How to make a dataloader from a frozen network?

Anton1 · August 10, 2022, 12:43pm

I’d like to use a frozen network as a type of preprocessing for a later network which is being trained. Instead of freezing layers, I’d like to combine my original train_dataloader and the frozen network into a new wrapper-dataloader. How should I best approach that?

I’ve written

class NetLoader:
    def __init__(self, loader, net):
        self.loader = loader
        self.net = net

    def __iter__(self):
        with torch.no_grad():
            for X, Y in self.loader:
                yield self.net(X), Y

and I use this as an iterable “dataloader” later when I train my proper network. I see multiple issues:

it’s not a proper DataLoader class
I’m not sure if/where to use torch.no_grad(), net.requires_grad=False and/or self.net(X).detach()

What is the proper way to do that?

The main goal is to build a network layer-wise (instead of picking out parts from a full specification).

Any other suggestions?

JuanFMontesinos · August 10, 2022, 12:52pm

Why don’t you just create a nn.Module that wraps both? You can paralellize that, you don’t have to worry about devices as a simple cuda call will affect all the submodules properly.
This seems a headache to me.

Anyway, torch nograd is enough for the purpose.
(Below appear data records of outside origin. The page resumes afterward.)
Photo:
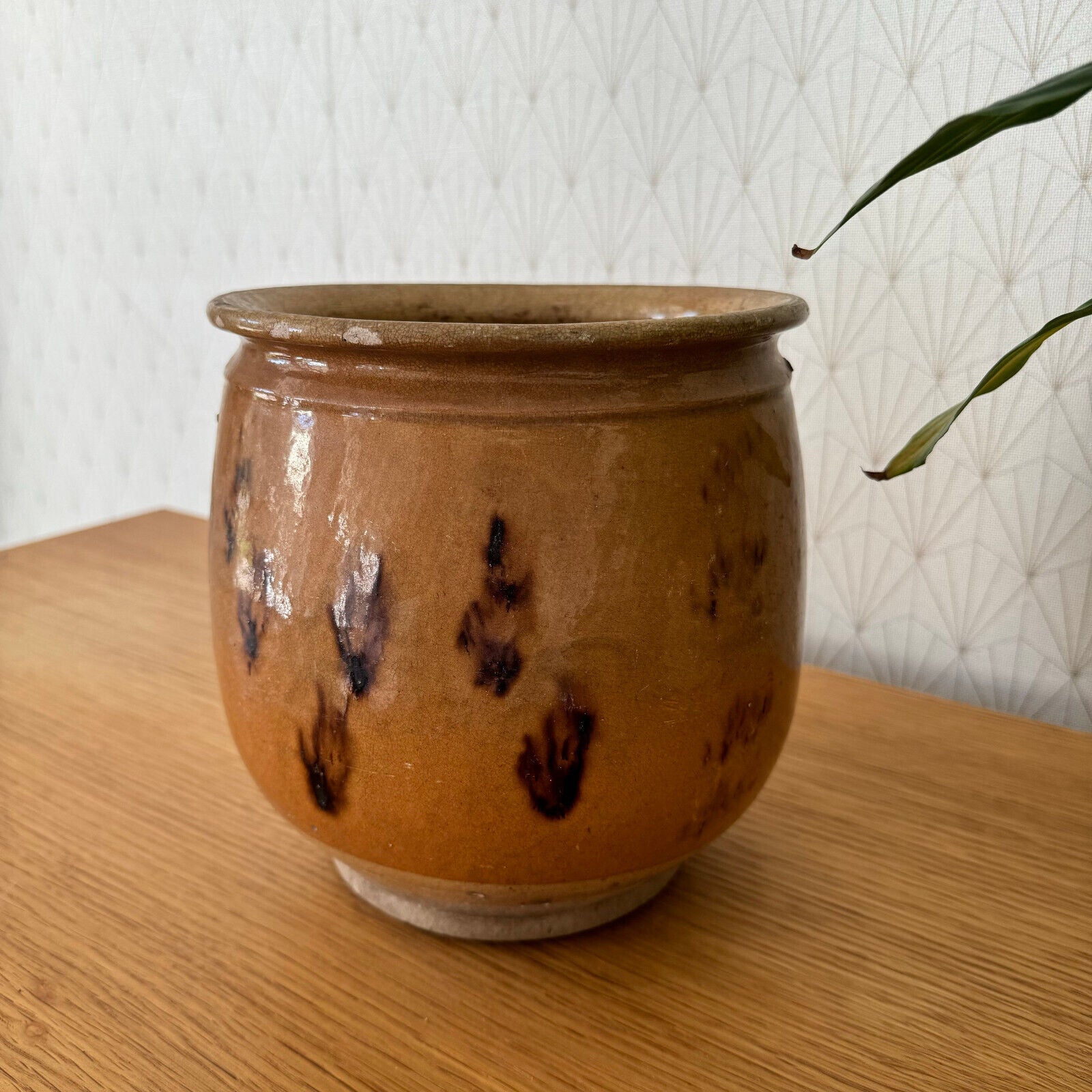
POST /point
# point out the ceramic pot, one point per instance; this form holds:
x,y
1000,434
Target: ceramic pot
x,y
507,584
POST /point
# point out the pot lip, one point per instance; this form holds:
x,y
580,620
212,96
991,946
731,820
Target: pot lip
x,y
659,316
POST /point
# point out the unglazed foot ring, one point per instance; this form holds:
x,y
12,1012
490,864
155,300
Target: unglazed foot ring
x,y
528,921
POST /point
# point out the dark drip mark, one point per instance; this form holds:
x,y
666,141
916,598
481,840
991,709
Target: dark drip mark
x,y
249,628
326,755
725,575
744,720
742,725
502,589
753,446
553,766
250,609
498,661
229,533
360,622
489,625
240,491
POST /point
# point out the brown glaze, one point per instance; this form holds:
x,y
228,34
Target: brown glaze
x,y
545,484
489,627
551,764
325,755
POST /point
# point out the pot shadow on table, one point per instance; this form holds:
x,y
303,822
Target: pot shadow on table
x,y
560,1009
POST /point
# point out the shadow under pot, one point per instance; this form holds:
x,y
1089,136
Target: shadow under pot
x,y
507,584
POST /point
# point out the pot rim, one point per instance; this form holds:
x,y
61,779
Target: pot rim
x,y
534,317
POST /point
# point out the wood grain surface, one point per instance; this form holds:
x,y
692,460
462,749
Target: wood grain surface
x,y
908,906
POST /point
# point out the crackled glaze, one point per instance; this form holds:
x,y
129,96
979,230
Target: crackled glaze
x,y
511,594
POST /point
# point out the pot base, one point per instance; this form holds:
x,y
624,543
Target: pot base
x,y
506,921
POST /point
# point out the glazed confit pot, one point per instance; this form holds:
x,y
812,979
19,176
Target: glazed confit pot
x,y
507,584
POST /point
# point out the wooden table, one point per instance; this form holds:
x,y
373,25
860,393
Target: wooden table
x,y
908,906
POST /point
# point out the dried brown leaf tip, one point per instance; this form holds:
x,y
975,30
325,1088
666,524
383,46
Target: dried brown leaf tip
x,y
325,755
360,618
551,764
489,626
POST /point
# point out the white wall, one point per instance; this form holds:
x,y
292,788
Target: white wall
x,y
154,154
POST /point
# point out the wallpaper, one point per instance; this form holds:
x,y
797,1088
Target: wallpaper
x,y
156,154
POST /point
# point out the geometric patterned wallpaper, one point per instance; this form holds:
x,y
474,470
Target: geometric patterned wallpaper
x,y
153,154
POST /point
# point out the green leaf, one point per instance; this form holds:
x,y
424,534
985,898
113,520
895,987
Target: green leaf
x,y
1043,101
925,440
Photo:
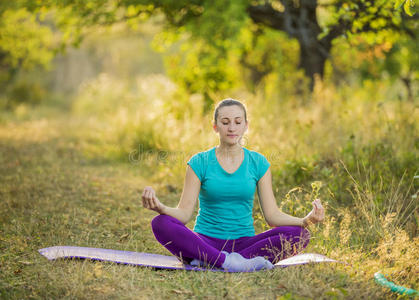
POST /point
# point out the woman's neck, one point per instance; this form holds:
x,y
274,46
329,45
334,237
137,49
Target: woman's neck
x,y
229,151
Anton1 · August 10, 2022, 1:17pm

You mean something like

class Net(nn.Module):
    def __init__(self, fixed_net, train_net):
        super().__init__()
        self.fixed_net = fixed_net
        self.train_net = train_net
        
    def forward(self, X):
        with torch.no_grad():
            X = self.fixed_net(X)
            
        return self.train_net(X)
    
    def parameters(self):
        return self.train_net.parameters()

?
Am I missing something here?

So no_grad is enough and no future operation will somehow leak into my fixed net and perform unnecessary computation?

JuanFMontesinos · August 10, 2022, 1:27pm

Indeed,
that context manager disables autograd engine. See: no_grad — PyTorch 1.12 documentation

You may also want to overwrite load_state_dict and state_dict if you are not interested in saving/loading both at the same time. This way, when you allocate net or run in parallel the network, everything will work smoothly.

Anton1 · August 10, 2022, 1:38pm

Thanks. I see. I try that.

For no_grad, I understand that it does what I want during the forward pass. I was concerned that unneeded computation could happened during later optim.zero_grad() or out.backward() or optim.step().

JuanFMontesinos · August 10, 2022, 2:10pm

Werll for optim.step it just computes the backward for those parameters you pass to the optimizer. in your case, as you are rewritting the method parameters, you will never pass those.
Besides, there will not be graph to backprop, it won’t be computer or stored. Lastly, you would need a leaf node before the first network (and there will be no).